This repository implements a file converterfrom OSC-EM JSON to PDBx/mmCIF. The JSON schema is defined in OSCEM and the PDBx/mmCIF format in (PDBML Schema v50 ).
** Option 1 ** You can download the executable from the releases and use it in terminal with the following flags:
- with
--json
specify path to json file that contains metadata - with
--dic
specify path to the PDBx/mmCIF dictionary file - with
--conversions
specify path to conversions table. This table includes correspondance in names between OSC-EM and PDBx - with
--level
specify the json element name that contains metadata entries. For SciCat that is usually "scientificMetadata" - with
--append
specify if the metadata should be added to existing mmCIF to later deposit it in PDB - with
--mmCIFfile
specify the path to existing mmCIF file. Throws an error if --append is false and --mmCIFfile is not specified - with
--output
specify the file to write the newly created mmCIF with metadata entries
** Option 2 ** If using in another GO application, you can install this package with
go get github.com/osc-em/converter-OSCEM-to-mmCIF
and then run it with some of the
...
parser.EMDBconvert(scientificMetadata, metadataLevelName, conversionsCsvPath, mmCIFdictPath, outputPath) // or
parser.PDBconvertFromPath(scientificMetadata, metadataLevelName, conversionsCsvPath, mmCIFdictPath, outputPath, mmCIFInputPath)

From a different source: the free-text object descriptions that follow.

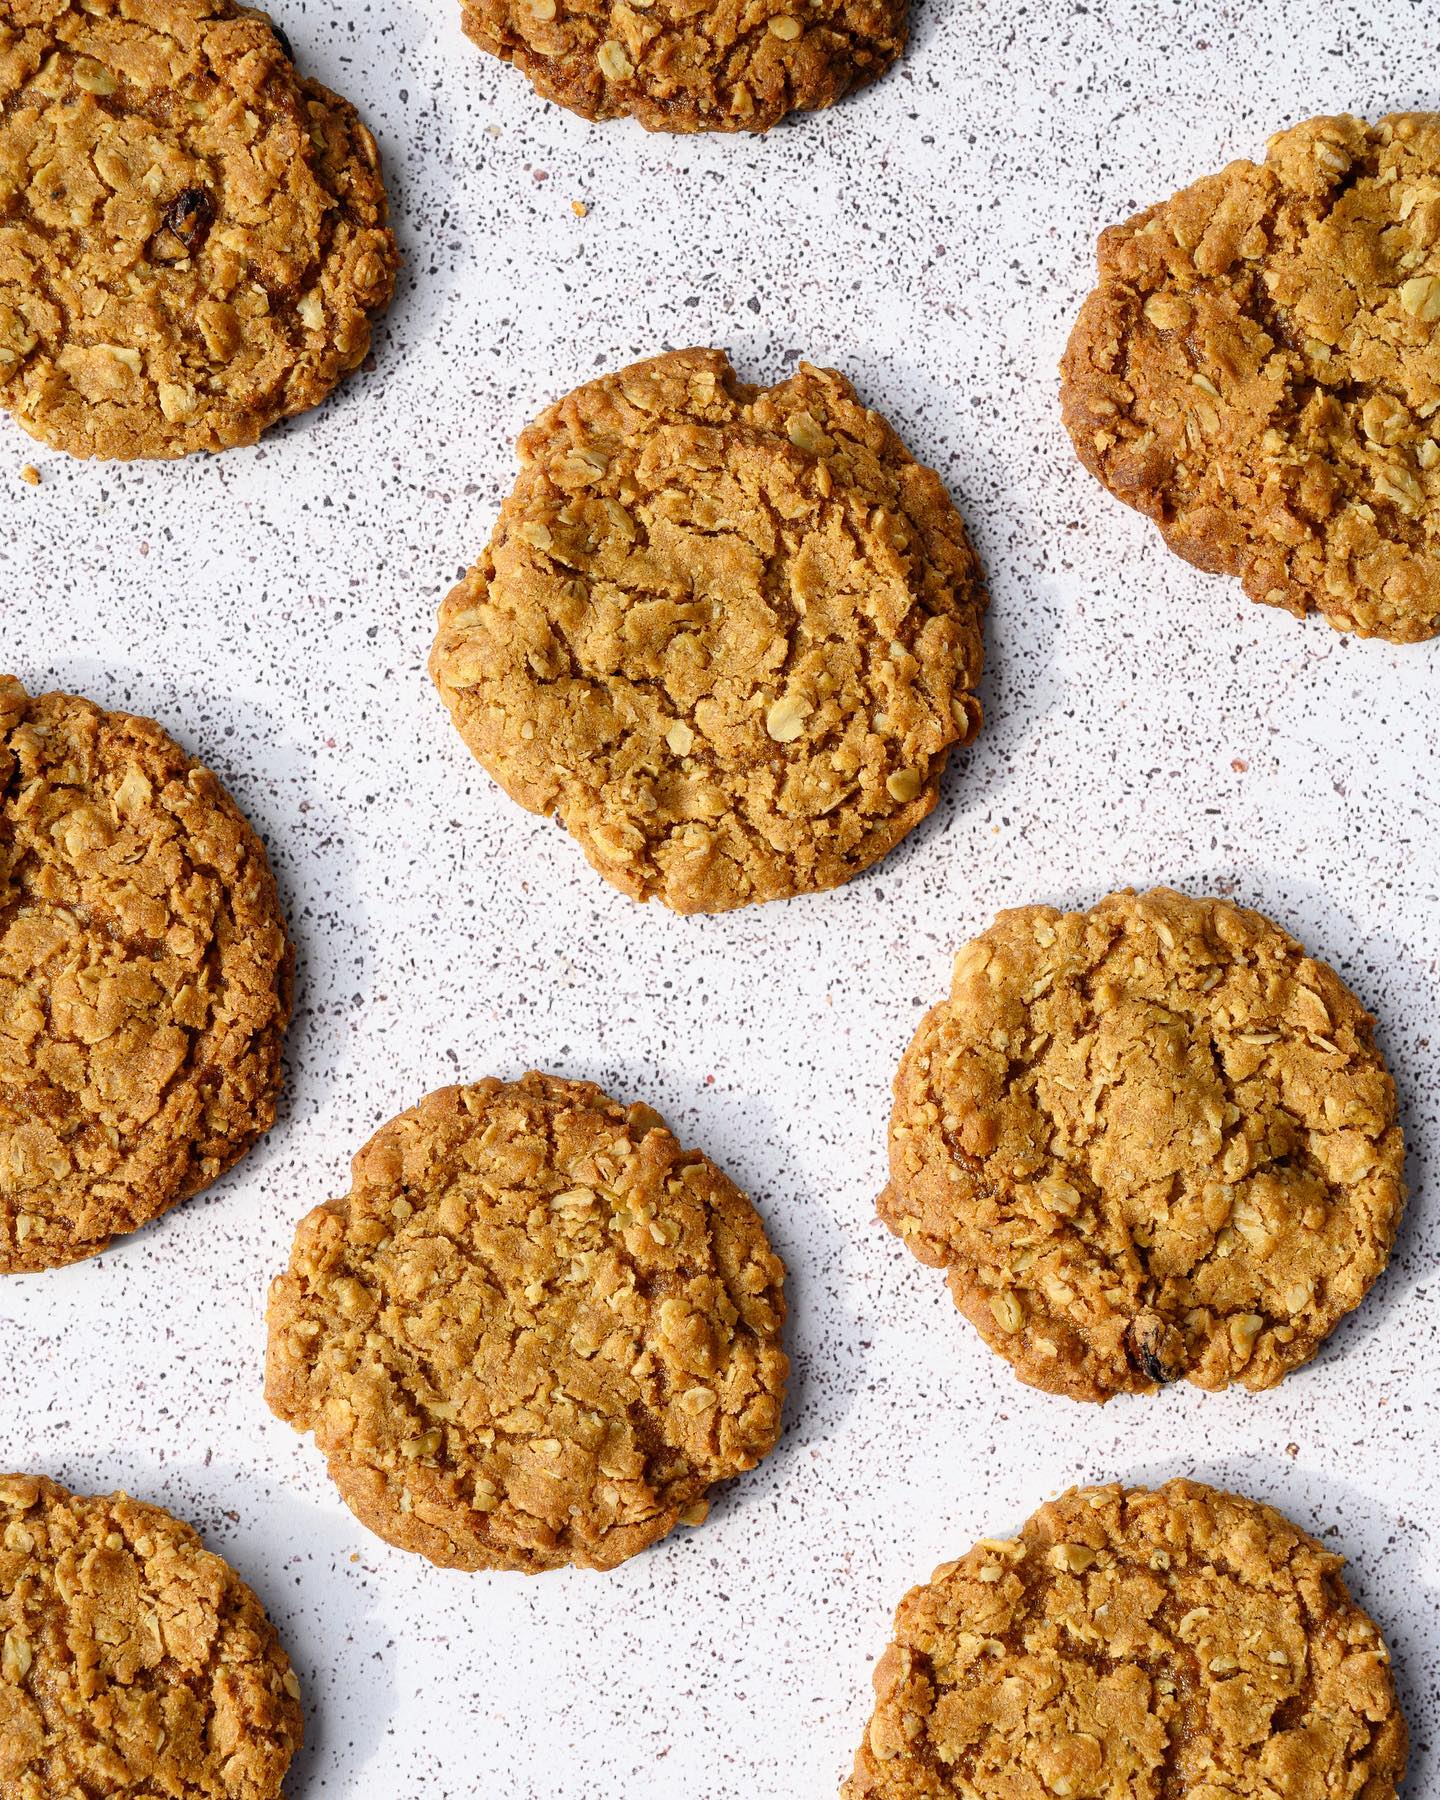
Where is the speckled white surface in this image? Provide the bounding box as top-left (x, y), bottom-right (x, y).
top-left (3, 0), bottom-right (1439, 1793)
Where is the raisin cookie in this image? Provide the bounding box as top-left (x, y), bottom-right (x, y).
top-left (430, 349), bottom-right (986, 913)
top-left (459, 0), bottom-right (906, 133)
top-left (0, 1473), bottom-right (302, 1798)
top-left (844, 1480), bottom-right (1408, 1800)
top-left (880, 888), bottom-right (1404, 1401)
top-left (0, 677), bottom-right (292, 1272)
top-left (0, 0), bottom-right (399, 459)
top-left (266, 1073), bottom-right (788, 1573)
top-left (1061, 112), bottom-right (1440, 642)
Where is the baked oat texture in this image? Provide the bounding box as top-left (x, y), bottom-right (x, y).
top-left (0, 1473), bottom-right (302, 1800)
top-left (0, 0), bottom-right (399, 460)
top-left (1061, 112), bottom-right (1440, 642)
top-left (0, 676), bottom-right (292, 1273)
top-left (880, 888), bottom-right (1405, 1402)
top-left (843, 1479), bottom-right (1408, 1800)
top-left (430, 348), bottom-right (986, 914)
top-left (459, 0), bottom-right (907, 133)
top-left (265, 1072), bottom-right (788, 1573)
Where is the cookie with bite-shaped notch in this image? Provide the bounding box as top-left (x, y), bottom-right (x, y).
top-left (430, 348), bottom-right (986, 913)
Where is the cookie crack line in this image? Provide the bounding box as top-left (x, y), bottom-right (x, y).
top-left (430, 347), bottom-right (986, 913)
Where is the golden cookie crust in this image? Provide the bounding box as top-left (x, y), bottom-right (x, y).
top-left (880, 888), bottom-right (1405, 1402)
top-left (1061, 112), bottom-right (1440, 643)
top-left (0, 1473), bottom-right (302, 1799)
top-left (0, 0), bottom-right (399, 460)
top-left (459, 0), bottom-right (906, 133)
top-left (0, 677), bottom-right (292, 1273)
top-left (430, 348), bottom-right (986, 914)
top-left (265, 1072), bottom-right (788, 1573)
top-left (843, 1479), bottom-right (1408, 1800)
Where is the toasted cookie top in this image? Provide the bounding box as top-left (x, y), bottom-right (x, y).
top-left (0, 1473), bottom-right (302, 1799)
top-left (880, 888), bottom-right (1404, 1401)
top-left (265, 1073), bottom-right (788, 1573)
top-left (0, 0), bottom-right (398, 459)
top-left (459, 0), bottom-right (907, 132)
top-left (430, 349), bottom-right (986, 913)
top-left (0, 677), bottom-right (292, 1272)
top-left (1061, 112), bottom-right (1440, 642)
top-left (844, 1480), bottom-right (1408, 1800)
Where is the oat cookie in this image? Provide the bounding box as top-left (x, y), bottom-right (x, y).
top-left (0, 1473), bottom-right (302, 1799)
top-left (1061, 113), bottom-right (1440, 642)
top-left (459, 0), bottom-right (906, 133)
top-left (430, 348), bottom-right (986, 913)
top-left (880, 888), bottom-right (1404, 1402)
top-left (0, 677), bottom-right (292, 1272)
top-left (265, 1072), bottom-right (788, 1572)
top-left (0, 0), bottom-right (399, 459)
top-left (844, 1479), bottom-right (1408, 1800)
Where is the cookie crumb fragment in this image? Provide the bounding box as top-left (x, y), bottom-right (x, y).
top-left (19, 464), bottom-right (39, 486)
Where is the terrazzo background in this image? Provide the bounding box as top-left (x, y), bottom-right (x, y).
top-left (4, 0), bottom-right (1440, 1792)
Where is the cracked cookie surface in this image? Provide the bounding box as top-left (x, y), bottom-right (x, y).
top-left (459, 0), bottom-right (906, 133)
top-left (0, 1473), bottom-right (302, 1800)
top-left (843, 1479), bottom-right (1408, 1800)
top-left (0, 0), bottom-right (399, 459)
top-left (0, 676), bottom-right (292, 1273)
top-left (265, 1072), bottom-right (788, 1573)
top-left (430, 348), bottom-right (986, 913)
top-left (1061, 113), bottom-right (1440, 642)
top-left (880, 888), bottom-right (1404, 1402)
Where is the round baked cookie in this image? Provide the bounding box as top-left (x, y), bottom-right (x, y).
top-left (265, 1072), bottom-right (788, 1573)
top-left (0, 0), bottom-right (399, 460)
top-left (1062, 112), bottom-right (1440, 643)
top-left (880, 888), bottom-right (1405, 1401)
top-left (0, 677), bottom-right (292, 1273)
top-left (458, 0), bottom-right (907, 133)
top-left (430, 348), bottom-right (986, 914)
top-left (0, 1473), bottom-right (302, 1799)
top-left (843, 1479), bottom-right (1408, 1800)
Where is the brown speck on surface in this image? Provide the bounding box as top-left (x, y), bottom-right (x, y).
top-left (571, 198), bottom-right (590, 217)
top-left (1231, 757), bottom-right (1248, 772)
top-left (19, 463), bottom-right (39, 485)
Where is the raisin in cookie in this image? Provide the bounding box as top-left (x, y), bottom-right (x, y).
top-left (880, 888), bottom-right (1404, 1401)
top-left (266, 1073), bottom-right (788, 1573)
top-left (0, 0), bottom-right (399, 459)
top-left (459, 0), bottom-right (906, 133)
top-left (844, 1480), bottom-right (1408, 1800)
top-left (1061, 112), bottom-right (1440, 642)
top-left (0, 1474), bottom-right (302, 1798)
top-left (0, 677), bottom-right (292, 1272)
top-left (430, 349), bottom-right (986, 914)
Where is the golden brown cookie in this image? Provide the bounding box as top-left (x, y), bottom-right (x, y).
top-left (0, 0), bottom-right (399, 460)
top-left (1061, 113), bottom-right (1440, 642)
top-left (459, 0), bottom-right (906, 133)
top-left (0, 1473), bottom-right (302, 1798)
top-left (880, 888), bottom-right (1405, 1402)
top-left (265, 1072), bottom-right (788, 1573)
top-left (430, 348), bottom-right (986, 914)
top-left (0, 677), bottom-right (292, 1273)
top-left (843, 1479), bottom-right (1408, 1800)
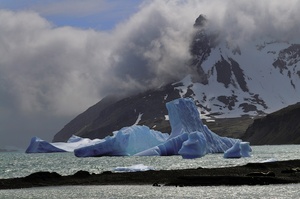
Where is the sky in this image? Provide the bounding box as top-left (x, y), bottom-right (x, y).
top-left (1, 0), bottom-right (300, 149)
top-left (0, 0), bottom-right (145, 149)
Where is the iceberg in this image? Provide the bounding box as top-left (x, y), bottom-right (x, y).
top-left (240, 142), bottom-right (252, 157)
top-left (26, 137), bottom-right (67, 153)
top-left (178, 132), bottom-right (207, 159)
top-left (223, 141), bottom-right (252, 158)
top-left (136, 98), bottom-right (239, 157)
top-left (113, 164), bottom-right (155, 172)
top-left (74, 125), bottom-right (169, 157)
top-left (26, 98), bottom-right (247, 159)
top-left (135, 133), bottom-right (189, 156)
top-left (25, 135), bottom-right (102, 153)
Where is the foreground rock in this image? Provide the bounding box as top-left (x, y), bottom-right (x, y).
top-left (1, 159), bottom-right (300, 189)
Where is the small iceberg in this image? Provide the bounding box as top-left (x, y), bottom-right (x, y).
top-left (113, 164), bottom-right (155, 172)
top-left (223, 142), bottom-right (252, 158)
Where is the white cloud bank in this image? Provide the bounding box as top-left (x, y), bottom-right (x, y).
top-left (0, 1), bottom-right (196, 117)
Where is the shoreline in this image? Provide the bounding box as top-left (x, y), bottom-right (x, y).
top-left (1, 159), bottom-right (299, 189)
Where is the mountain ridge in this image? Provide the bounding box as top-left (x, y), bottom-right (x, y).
top-left (242, 102), bottom-right (300, 145)
top-left (53, 15), bottom-right (300, 143)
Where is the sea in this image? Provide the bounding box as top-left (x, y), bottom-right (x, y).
top-left (0, 145), bottom-right (300, 198)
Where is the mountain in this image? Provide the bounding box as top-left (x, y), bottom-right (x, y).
top-left (53, 84), bottom-right (181, 142)
top-left (53, 15), bottom-right (300, 142)
top-left (242, 102), bottom-right (300, 145)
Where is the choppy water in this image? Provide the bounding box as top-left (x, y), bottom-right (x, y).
top-left (0, 145), bottom-right (299, 198)
top-left (1, 145), bottom-right (299, 179)
top-left (1, 184), bottom-right (300, 199)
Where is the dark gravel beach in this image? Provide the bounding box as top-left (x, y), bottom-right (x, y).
top-left (1, 159), bottom-right (300, 189)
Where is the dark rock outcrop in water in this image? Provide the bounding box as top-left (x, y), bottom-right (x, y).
top-left (242, 102), bottom-right (300, 145)
top-left (1, 160), bottom-right (300, 189)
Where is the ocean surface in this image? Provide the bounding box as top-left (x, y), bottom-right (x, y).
top-left (0, 145), bottom-right (300, 198)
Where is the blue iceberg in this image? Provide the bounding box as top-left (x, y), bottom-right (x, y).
top-left (74, 125), bottom-right (169, 157)
top-left (26, 137), bottom-right (66, 153)
top-left (224, 141), bottom-right (252, 158)
top-left (178, 132), bottom-right (207, 159)
top-left (26, 98), bottom-right (249, 159)
top-left (25, 135), bottom-right (102, 153)
top-left (134, 133), bottom-right (189, 156)
top-left (135, 98), bottom-right (240, 157)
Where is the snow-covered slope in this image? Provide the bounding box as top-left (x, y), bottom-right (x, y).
top-left (177, 15), bottom-right (300, 118)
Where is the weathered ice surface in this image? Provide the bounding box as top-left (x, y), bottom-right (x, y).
top-left (136, 98), bottom-right (240, 157)
top-left (26, 135), bottom-right (102, 153)
top-left (178, 132), bottom-right (207, 159)
top-left (26, 137), bottom-right (66, 153)
top-left (27, 98), bottom-right (247, 159)
top-left (74, 125), bottom-right (169, 157)
top-left (224, 142), bottom-right (252, 158)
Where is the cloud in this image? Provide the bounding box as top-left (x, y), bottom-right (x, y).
top-left (204, 0), bottom-right (300, 44)
top-left (0, 10), bottom-right (106, 116)
top-left (2, 0), bottom-right (300, 116)
top-left (1, 0), bottom-right (300, 147)
top-left (0, 1), bottom-right (199, 117)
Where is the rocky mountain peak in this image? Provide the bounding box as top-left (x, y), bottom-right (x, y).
top-left (189, 15), bottom-right (213, 84)
top-left (194, 14), bottom-right (207, 28)
top-left (53, 14), bottom-right (300, 143)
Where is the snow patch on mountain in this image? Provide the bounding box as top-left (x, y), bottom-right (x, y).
top-left (174, 37), bottom-right (300, 118)
top-left (133, 113), bottom-right (143, 125)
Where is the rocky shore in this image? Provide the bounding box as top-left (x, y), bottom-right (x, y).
top-left (1, 159), bottom-right (299, 189)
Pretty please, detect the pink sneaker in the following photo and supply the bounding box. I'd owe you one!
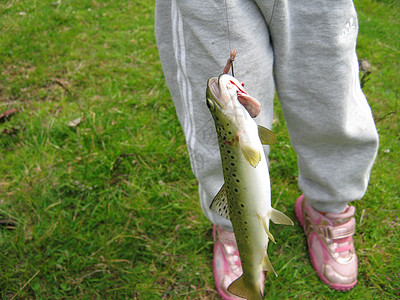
[212,225,245,300]
[295,195,358,291]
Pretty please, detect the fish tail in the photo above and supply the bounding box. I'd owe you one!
[227,275,263,300]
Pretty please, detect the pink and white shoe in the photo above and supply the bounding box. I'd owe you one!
[212,225,245,300]
[213,225,266,299]
[295,195,358,291]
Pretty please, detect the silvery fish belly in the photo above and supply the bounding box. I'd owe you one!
[206,74,294,300]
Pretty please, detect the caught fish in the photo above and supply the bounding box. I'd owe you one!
[206,74,294,300]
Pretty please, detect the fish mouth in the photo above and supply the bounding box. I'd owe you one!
[206,76,225,111]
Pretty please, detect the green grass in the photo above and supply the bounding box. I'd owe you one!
[0,0,398,298]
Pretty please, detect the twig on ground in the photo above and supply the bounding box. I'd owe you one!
[10,270,40,300]
[360,208,366,225]
[375,111,397,123]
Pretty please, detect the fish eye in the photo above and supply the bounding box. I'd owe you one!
[206,98,215,111]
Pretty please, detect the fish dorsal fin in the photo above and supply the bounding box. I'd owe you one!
[209,184,230,220]
[258,213,276,244]
[258,125,277,145]
[228,275,263,300]
[239,143,261,168]
[269,208,294,225]
[262,252,277,276]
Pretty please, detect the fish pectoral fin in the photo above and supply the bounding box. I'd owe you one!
[239,143,261,168]
[269,208,294,225]
[258,125,277,145]
[209,184,230,220]
[262,252,277,277]
[258,213,276,244]
[228,274,263,300]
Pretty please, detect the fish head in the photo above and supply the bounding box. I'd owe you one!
[206,74,261,118]
[206,75,238,143]
[206,74,261,139]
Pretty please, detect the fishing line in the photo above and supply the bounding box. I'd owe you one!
[224,0,232,53]
[223,0,235,77]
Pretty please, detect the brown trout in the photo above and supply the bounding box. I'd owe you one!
[207,74,293,299]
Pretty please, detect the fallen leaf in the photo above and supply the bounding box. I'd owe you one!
[68,116,85,127]
[0,108,18,122]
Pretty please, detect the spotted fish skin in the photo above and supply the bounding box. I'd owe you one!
[206,74,293,300]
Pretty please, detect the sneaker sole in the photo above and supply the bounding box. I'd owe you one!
[295,196,357,291]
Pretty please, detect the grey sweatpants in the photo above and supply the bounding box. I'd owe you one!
[155,0,378,230]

The first argument in both functions is a scientificMetadata of type map[string]any
that expects an unmarshalled JSON.
Here no checks against OSCEM schema are implemented, it is assumed metadata validates against this schema. Validation might still be added in the next releases.
Converter explicitly parser through the PDBx definitions to extract as much data as possible. This allows for
- administrative categories sorted within mmCIF ( such as author information, grant, etc)
- em-related categories are sorted randomly, as there is no definitive sorting in PDB team as well
- file ends with information on atoms
- units in OSCEM definition are compared to PDBx ( converter for units will be implemented)
- numeric values are checked to be within a range allowed by PDBs
- values are checked to be within a list of attributes allowed by PDBx. This is additionally enhanced to match via regular expressions or ceratin logic.